He abandonado el poco optimismo que abrazaba mi pecho en llamas, cuando he comprendido que soñar con los ojos cerrados solo hace que el primer pestañeo golpee con más fuerza. Juro que lo he intentado; que me he imaginado a mí misma con la suerte de la mano, que he luchado hasta el final por conservar parte de mi hogar, que el insomnio me ha devorado todas las noches en las que intentaba buscar una solución cuando ni siquiera sabía cuál era la pregunta. Y he caído, como un castillo de naipes ante el arrebato salvaje del viento, como la niña que siempre fui y que ahora solloza asustada bajo mis párpados, preguntándome porqué a pesar de los años sigo sin ser capaz de salvar lo que amo, por mucho que en el fondo sepa que la solución no está en mi mano.
Me agarro a los pocos centímetros de vida que centellean ante mi abrazo, sin saber si la próxima vez que el alborozo inunde sus pasos, será por mí, y no por otra persona, que sabrá cuidar lo que yo moriré amando.

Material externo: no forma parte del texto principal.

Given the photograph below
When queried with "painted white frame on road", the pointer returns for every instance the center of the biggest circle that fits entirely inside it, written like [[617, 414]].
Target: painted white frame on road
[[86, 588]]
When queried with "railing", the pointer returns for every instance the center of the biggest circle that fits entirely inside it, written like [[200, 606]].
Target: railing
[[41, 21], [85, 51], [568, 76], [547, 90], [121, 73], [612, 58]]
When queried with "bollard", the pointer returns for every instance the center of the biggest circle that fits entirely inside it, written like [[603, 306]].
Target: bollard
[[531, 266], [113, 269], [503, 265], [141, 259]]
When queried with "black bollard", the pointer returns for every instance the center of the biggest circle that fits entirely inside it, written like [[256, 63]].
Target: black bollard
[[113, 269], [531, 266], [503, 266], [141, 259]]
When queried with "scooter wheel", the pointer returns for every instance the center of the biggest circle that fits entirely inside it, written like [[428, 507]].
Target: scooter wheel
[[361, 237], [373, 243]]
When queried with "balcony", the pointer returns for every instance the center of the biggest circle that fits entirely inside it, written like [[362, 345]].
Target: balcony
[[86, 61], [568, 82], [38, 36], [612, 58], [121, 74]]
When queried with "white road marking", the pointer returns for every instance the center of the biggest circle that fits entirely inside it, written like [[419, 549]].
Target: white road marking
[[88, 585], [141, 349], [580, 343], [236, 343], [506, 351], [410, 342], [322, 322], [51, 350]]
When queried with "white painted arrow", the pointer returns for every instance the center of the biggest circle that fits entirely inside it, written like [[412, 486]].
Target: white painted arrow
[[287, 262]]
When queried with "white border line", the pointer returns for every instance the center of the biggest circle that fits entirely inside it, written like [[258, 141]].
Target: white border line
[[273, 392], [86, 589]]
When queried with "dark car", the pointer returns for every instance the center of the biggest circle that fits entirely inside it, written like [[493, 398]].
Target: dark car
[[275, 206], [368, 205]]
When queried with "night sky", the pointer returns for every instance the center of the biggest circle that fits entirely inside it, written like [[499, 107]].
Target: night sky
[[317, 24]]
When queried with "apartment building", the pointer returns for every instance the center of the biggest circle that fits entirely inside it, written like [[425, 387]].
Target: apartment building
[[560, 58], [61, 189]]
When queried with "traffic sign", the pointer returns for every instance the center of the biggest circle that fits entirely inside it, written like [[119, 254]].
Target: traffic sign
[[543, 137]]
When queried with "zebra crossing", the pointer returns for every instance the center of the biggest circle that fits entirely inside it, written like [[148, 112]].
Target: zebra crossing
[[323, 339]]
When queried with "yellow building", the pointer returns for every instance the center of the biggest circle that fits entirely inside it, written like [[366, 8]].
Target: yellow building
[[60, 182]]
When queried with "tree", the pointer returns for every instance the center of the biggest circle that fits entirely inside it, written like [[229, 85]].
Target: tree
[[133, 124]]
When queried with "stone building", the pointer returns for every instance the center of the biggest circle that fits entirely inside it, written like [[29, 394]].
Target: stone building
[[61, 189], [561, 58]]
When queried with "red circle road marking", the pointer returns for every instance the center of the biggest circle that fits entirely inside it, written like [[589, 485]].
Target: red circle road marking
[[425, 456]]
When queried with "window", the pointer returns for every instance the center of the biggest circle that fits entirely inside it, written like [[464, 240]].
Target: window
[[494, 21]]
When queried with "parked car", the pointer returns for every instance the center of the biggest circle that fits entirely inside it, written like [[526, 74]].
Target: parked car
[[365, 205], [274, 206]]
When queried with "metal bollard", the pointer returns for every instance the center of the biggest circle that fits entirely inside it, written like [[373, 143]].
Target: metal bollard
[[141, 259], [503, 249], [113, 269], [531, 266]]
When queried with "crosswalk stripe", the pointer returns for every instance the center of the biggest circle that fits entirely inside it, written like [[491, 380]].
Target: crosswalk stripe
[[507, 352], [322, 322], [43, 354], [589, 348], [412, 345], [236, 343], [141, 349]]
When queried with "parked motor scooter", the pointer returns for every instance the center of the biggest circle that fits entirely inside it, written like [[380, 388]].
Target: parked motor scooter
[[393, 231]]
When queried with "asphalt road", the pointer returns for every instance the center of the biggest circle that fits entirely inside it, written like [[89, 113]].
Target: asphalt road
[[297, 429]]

He llorado hasta no reconocerme en el espejo, hasta odiar el sabor salado de la tristeza perenne que habita en mí, y he vuelto a escribir porque he descubierto que es lo único que se me da bien, cuando todo va mal, y sólo quedan las ganas salvajes de salir, corriendo, de aquí.
De salir huyendo de mí.
De salir de esta
por tí.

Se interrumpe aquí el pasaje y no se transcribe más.